Several triumphal arches were erected in New York City for public celebrations. It’s hard to imagine that most of them were temporary, standing only for short periods of time. Perhaps it’s symbolic of New York, the agile and ever-changing metropolis, to build such grandiose structures only to be destroyed.
Three temporary arches in New York were built to celebrate George Washington’s Centennial as the first president of the United States. All were located on 5th Avenue: one – below 26th Street, another on 23rd Street, and the last one on Washington Square North. Only the latter one was rebuilt in marble form and still stands as the Washington Square Arch.
The Dewey and Victory Arches, built later, were located on 5th Ave around 24th Street. Interestingly, two of the Washington Centennial arches, the Dewey Arch, and the Victory Arch were located pretty much in the same place – the Madison Square area between 23rd and 26th Streets on 5th Avenue.
1. Washington’s Centennial Arch on Fifth Avenue at 26th Street, 1889.
2. Washington’s Centennial Arch on 5th Avenue and Washington Square North. Architect: Stanford White, 1889.

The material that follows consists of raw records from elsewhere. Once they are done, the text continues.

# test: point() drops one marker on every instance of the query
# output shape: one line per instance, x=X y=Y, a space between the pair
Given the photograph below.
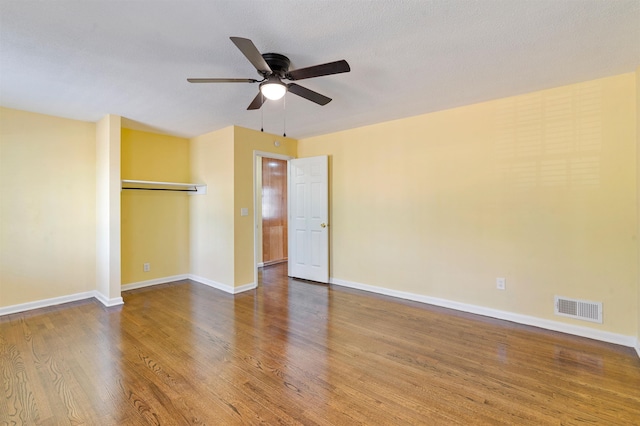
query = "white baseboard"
x=44 y=303
x=106 y=301
x=156 y=281
x=591 y=333
x=224 y=287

This arch proved to be very popular and was re-constructed by Stanford White in marble. It still graces Washington Square Park as the Washington Square Arch.
3. The Dewey Arch at the intersection of Fifth Avenue and Broadway at 24th Street. Architect: Charles R. Lamb, 1899.
The arch was built in 1899 for the Admiral Dewey parade in September 1899. It was destroyed in 1900.
4. The Victory Arch at the intersection of Fifth Avenue and Broadway between 24th and 25th Streets. Architect: Thomas Hastings, 1918.
The Victory Arch was built to welcome home troops returning from World War I. It was built in 1918 and destroyed in 1920.